Na Itália, o governo de Bettino Craxi, do Partido
Socialista, combateu com agressividade e indignação a “Mãos Limpas”. Em agosto
de 1992, Craxi compareceu ao parlamento desafiando os seus membros. Da tribuna
afirmou: “Que se levante aquele que não tomou um financiamento ilícito neste
país”. Ninguém se levantou e todos ficaram calados. A sociedade indignada se
mobilizou apoiando a “Mani Pulite” (Mãos Limpas), sepultando o sistema político
que virou pó. Prisões, confisco de bens, condenações por crimes contra a
administração pública ocorreram aos milhares. O próprio Bettino Craxi,
condenado em 1993, fugiu e exilou-se na Tunísia, na sua residência na Villa
Hammamet, até a morte no ano 2000.
Em 1994, o empresário de Milão, Berlusconi, vinculado a
Bettino Craxi, com o mote “Queremos uma política diferente, nova e limpa”, no
recém criado partido Forza Itália se elegeria primeiro ministro. No mesmo ano o
governo aprovou decreto-lei que os italianos apelidaram de “salva ladrões”.
Obstaculizando prisão cautelar por crimes de corrupção. Foi um golpe na “Mãos
Limpas”, pela libertação da maioria dos corruptos. A reação vigorosa dos
magistrados ameaçando renunciar e o apoio da sociedade, obrigou o governo a
revogar o decreto chamado pelos italianos de “salvi ladri”. Infelizmente muitos
dos corruptos libertados pelo famigerado decreto de Berlusconi, continuaram
livres, defendidos por grandes escritórios de advocacia.
O paralelismo traçado tem objetivo.
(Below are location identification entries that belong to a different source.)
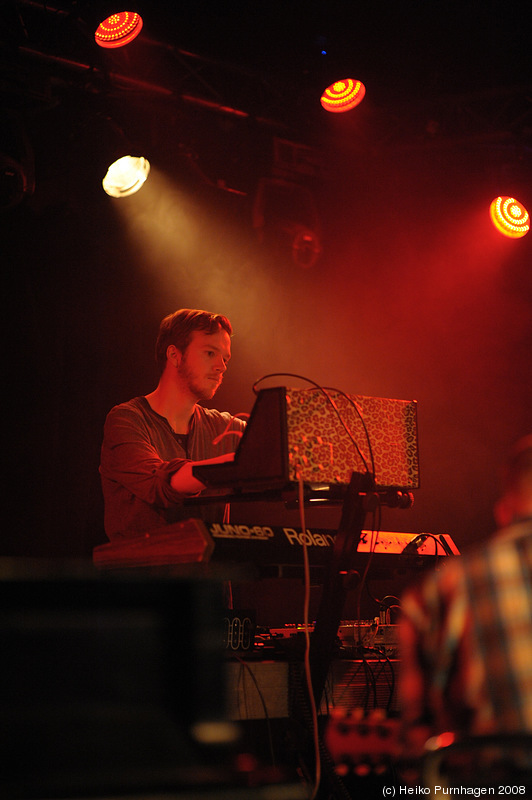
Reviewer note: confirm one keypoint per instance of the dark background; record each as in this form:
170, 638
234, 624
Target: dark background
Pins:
414, 296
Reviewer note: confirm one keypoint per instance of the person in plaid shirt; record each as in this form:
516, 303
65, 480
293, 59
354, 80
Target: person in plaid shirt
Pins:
466, 630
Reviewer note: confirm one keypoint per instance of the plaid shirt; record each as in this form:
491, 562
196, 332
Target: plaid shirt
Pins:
466, 640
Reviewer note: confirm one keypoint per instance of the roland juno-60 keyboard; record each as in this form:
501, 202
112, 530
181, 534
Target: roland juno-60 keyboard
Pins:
193, 541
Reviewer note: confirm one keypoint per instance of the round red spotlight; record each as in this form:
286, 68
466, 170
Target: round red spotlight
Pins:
119, 29
343, 95
510, 217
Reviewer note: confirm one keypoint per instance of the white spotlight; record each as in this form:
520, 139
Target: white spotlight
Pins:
126, 176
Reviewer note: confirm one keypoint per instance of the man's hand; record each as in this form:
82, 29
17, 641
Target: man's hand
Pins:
184, 482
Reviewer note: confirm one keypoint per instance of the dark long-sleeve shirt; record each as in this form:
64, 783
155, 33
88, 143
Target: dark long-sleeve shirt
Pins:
140, 453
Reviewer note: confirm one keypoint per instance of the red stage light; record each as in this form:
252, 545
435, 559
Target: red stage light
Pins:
343, 95
119, 29
510, 217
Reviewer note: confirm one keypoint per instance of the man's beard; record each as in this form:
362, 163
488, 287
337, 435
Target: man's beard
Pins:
201, 393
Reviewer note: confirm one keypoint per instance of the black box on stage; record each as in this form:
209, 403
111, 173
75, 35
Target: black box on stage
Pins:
104, 681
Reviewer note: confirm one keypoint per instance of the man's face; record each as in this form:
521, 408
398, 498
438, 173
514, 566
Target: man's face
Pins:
202, 366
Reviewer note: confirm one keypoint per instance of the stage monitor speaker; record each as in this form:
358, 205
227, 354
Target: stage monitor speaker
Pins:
104, 681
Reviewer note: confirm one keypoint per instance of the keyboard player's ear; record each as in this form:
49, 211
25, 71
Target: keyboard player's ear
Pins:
173, 355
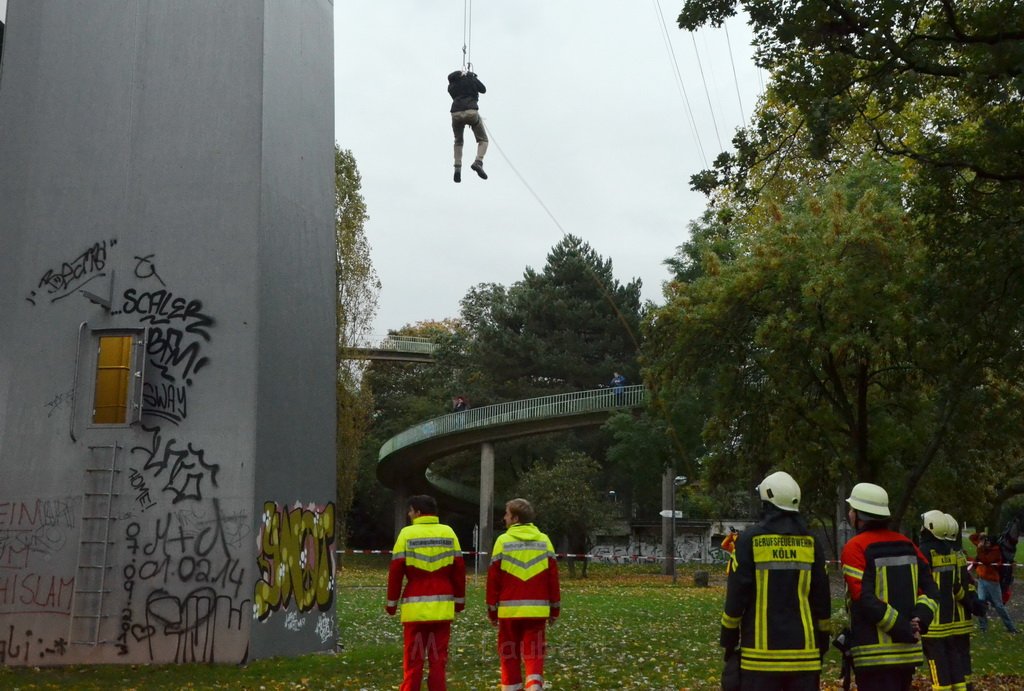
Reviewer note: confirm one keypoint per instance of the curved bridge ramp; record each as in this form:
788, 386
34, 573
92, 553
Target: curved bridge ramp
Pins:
403, 461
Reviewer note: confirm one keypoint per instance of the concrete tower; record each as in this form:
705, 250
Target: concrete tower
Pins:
167, 331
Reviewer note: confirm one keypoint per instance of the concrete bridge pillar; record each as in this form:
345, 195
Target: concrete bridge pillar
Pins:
486, 531
400, 510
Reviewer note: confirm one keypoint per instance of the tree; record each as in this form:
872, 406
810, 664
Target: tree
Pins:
952, 68
357, 288
566, 328
569, 505
823, 348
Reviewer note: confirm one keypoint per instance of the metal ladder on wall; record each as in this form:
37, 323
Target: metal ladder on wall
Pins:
91, 581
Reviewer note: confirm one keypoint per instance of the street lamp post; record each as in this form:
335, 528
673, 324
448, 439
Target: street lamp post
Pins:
678, 481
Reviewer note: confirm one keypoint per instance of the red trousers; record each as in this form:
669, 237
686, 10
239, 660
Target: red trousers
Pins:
425, 641
521, 644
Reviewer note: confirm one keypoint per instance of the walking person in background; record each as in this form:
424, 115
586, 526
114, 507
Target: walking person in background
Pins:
729, 546
522, 597
465, 89
428, 558
987, 564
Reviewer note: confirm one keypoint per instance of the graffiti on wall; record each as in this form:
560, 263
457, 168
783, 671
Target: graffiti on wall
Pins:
295, 559
26, 648
179, 562
72, 274
32, 531
185, 467
186, 568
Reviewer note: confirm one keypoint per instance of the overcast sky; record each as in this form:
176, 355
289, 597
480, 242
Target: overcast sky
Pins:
583, 100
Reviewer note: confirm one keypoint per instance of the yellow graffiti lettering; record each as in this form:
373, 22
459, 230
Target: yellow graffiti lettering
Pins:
295, 560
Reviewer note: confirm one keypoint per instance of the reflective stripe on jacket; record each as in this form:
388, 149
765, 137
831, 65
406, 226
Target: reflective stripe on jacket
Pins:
946, 573
427, 555
522, 578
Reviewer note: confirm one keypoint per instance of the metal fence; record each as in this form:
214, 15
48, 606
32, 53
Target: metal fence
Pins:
391, 342
562, 404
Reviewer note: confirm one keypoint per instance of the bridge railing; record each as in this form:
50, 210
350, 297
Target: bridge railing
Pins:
561, 404
393, 343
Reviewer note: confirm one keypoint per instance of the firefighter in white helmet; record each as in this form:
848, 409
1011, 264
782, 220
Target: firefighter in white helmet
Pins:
944, 663
777, 607
885, 632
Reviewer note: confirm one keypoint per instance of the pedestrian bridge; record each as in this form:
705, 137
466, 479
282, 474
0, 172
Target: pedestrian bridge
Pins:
394, 348
403, 461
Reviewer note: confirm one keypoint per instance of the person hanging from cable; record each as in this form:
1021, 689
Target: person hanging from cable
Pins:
465, 88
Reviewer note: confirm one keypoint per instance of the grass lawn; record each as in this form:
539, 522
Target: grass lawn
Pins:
623, 628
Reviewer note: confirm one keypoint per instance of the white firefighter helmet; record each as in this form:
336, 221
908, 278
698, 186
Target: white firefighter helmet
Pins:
869, 499
780, 489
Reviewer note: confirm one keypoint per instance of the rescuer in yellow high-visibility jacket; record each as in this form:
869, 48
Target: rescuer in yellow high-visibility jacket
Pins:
522, 596
777, 607
428, 558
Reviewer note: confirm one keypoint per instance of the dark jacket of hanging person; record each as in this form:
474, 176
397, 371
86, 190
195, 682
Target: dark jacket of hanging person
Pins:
464, 89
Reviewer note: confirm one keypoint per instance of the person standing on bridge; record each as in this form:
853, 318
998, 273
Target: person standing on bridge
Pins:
617, 385
522, 596
776, 622
428, 557
465, 88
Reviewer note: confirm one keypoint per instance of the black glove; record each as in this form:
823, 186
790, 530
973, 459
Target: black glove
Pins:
729, 638
902, 632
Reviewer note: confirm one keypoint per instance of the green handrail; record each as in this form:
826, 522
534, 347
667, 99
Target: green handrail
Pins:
558, 405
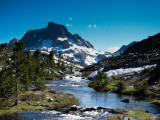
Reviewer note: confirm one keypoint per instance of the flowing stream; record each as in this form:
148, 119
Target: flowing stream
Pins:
88, 97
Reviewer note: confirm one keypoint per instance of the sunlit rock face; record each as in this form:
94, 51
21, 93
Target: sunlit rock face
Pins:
55, 37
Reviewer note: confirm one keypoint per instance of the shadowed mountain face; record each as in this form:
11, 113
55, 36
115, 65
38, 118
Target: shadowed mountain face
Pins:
52, 32
151, 43
123, 48
56, 38
146, 52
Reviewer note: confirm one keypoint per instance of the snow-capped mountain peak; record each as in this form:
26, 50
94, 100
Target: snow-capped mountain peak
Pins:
56, 38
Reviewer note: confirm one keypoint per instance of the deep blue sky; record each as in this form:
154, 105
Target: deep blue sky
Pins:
118, 22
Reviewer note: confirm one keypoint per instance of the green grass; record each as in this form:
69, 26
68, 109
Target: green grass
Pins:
134, 113
39, 100
53, 77
139, 113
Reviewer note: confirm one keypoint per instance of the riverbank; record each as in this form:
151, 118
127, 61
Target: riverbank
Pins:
41, 100
133, 84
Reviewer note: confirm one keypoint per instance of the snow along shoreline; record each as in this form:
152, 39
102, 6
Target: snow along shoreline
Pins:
121, 71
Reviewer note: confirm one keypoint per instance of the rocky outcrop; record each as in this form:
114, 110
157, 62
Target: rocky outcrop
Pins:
124, 48
155, 75
55, 37
11, 44
126, 61
108, 109
53, 32
151, 43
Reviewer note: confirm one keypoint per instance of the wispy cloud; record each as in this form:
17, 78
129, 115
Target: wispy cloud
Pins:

O que ocorreu na Itália
deve ser um alerta para que no Brasil, casuísmos jurídicos não atropelem a Lava
Jato. Os brasileiros decentes, comprometidos com o futuro dos filhos e netos,
precisam se mobilizar no apoio incondicional à Operação Lava
Jato. Igualmente a opinião pública.
*Helio Duque é doutor em Ciências, área econômica, pela
Universidade Estadual Paulista (UNESP). Foi Deputado Federal (1978-1991). É
autor de vários livros sobre a economia brasileira.